‘Everybody is the same in the eyes of the law’. That is a lovely intention, but the relevant question is: Is justice the same for everybody so that the same crime leads to the same outcome?
My contention is that, sadly, the answer to the above question is a firm no. The wealthy and the well-connected are more likely to have a ‘better’ outcome in terms of the sentences they receive (if any at all) for the same crime than ordinary people. And such an outcome is not necessarily the consequence of corruption (although that is always a possibility), but the faults of the legal system itself.
2. Justice is an expensive thing
To obtain justice is an expensive thing. Let me give you just two examples, although there are hundreds of examples like these.
Surrounded by his team of lawyers Bill Crosby just recently has been recently released from jail based on his appeal to Pennsylvania’s highest court (https://abcnews.go.com/US/bill-cosby-released-prison-conviction-vacated/story?id=78582000). The total legal cost of his case is not disclosed, but at least at one time he had seven attorneys on his team(https://abcnews.go.com/US/bill-cosby-fires-lawyers-hires-lawyer/story?id=55912591). In the US, top attorneys can charge up to hundreds of thousands of dollars per case(https://www.trendrr.net/8402/highest-paid-most-successful-lawyers-world-famous-expensive-richest-net-worth-salary/). In Australia, Cardinal Pell appealed to the Highest Court of Australia, where his case has been overturned. His total legal costs are reported to be three million dollars (The Australian July3-4/2021).
This blog is not about the legal merit of the different cases, but it is about the dollar cost of justice. There is no way that an ordinary person could afford the legal bills paid by the wealthy.
3. Justice for the socially connected
There are many scientific articles which support the benefits of social networks in business. It is much harder to provide evidence on how the well-connected may get different legal treatment to the ordinary person.
There is only anecdotal evidence on the benefits of social networks in legal matters. The benefit of social networks could be that, the public prosecutor may drop a case altogether against a well-connected person as it recently happened in Australia(https://www.smh.com.au/national/nsw/you-re-free-to-go-daughter-of-neurosurgeon-charlie-teo-has-crash-case-withdrawn-20210622-p5834i.html). Alternatively, a judge could hand down a lighter sentence than he/she would otherwise do for the well connected(https://www.sydneycriminallawyers.com.au/blog/neville-wrans-daughter-received-lower-sentence-due-to-media-attention/). These types of casual evidences can only be found in gossip magazines and newspapers. Nevertheless, they may have some foundations as media outlets can be sued, although they are rarely sued for such matters.
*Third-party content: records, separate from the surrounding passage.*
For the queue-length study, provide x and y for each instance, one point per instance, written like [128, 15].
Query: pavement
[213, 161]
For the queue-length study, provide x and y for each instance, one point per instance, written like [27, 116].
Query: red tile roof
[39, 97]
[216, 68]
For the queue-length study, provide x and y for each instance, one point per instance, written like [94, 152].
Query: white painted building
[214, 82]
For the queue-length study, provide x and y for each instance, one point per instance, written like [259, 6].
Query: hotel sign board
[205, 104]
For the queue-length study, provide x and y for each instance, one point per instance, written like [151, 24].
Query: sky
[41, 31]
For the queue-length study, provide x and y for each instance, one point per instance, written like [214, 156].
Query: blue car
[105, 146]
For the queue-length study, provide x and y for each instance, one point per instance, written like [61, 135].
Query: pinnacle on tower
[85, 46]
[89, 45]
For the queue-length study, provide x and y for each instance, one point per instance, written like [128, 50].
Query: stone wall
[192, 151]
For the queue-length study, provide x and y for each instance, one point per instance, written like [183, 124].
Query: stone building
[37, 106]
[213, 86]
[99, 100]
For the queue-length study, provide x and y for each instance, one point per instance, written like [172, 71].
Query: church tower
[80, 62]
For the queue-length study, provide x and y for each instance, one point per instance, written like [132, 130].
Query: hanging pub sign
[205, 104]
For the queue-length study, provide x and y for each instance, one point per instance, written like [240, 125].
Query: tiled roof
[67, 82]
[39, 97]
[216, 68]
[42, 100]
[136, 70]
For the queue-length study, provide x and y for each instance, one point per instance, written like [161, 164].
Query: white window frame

Again, independent of the legal merits of cases of well-connected people, one can only wonder, if an ordinary person would receive the same treatment as a socially connected one.
4.What is wrong with the legal system?
The obvious answer to the question of ‘what is wrong with the legal system’ is, that it is too expensive. So, what is the solution?
First, in my view, attorneys should be able to charge what the market for their labour is prepared to pay. So, restricting their fees is not the solution. Second, paying prosecutors more to attract the best legal minds is also not a solution, because the wealthy can always pay always. Third, restricting the number of attorneys in any legal case to one or two lawyers would further slow down the legal system and the accused, unless on bail, would be in jail longer. This proposal would also not benefit society. Finally, social networks cannot be eliminated, no matter how objective the prosecutors and the judges try to be. After all, they are also humans with feelings, emotions, family connections and good days and bad days.
5.How to get closer to the ideal ‘everybody is the same in the eye of the law’? The use of artificial intelligence.
As the development of artificial intelligence (AI) and technology is ever increasingly impacting on our lives, it is time to consider the role of AI in criminal cases.
AI would eliminate the financial advantage of the wealthy and the social networking advantage of the well connected. The facts of the matter would be submitted in a templated format and AI would make the decision and determine the appropriate sentence. There is already significant research on how AI could be applied in legal matters. The sooner some AI based approach is adopted in criminal matters the sooner we can get closer to the utopia of ‘everybody is equal in the eyes of the law’.
Justice is not an absolute concept.
Money buys better legal teams which in turn leads to a better outcome for the accused.
Social networks also could lead to a more favourable outcome for the accused.
Artificial intelligence could remove the advantage of the wealthy and well-connected in legal matters.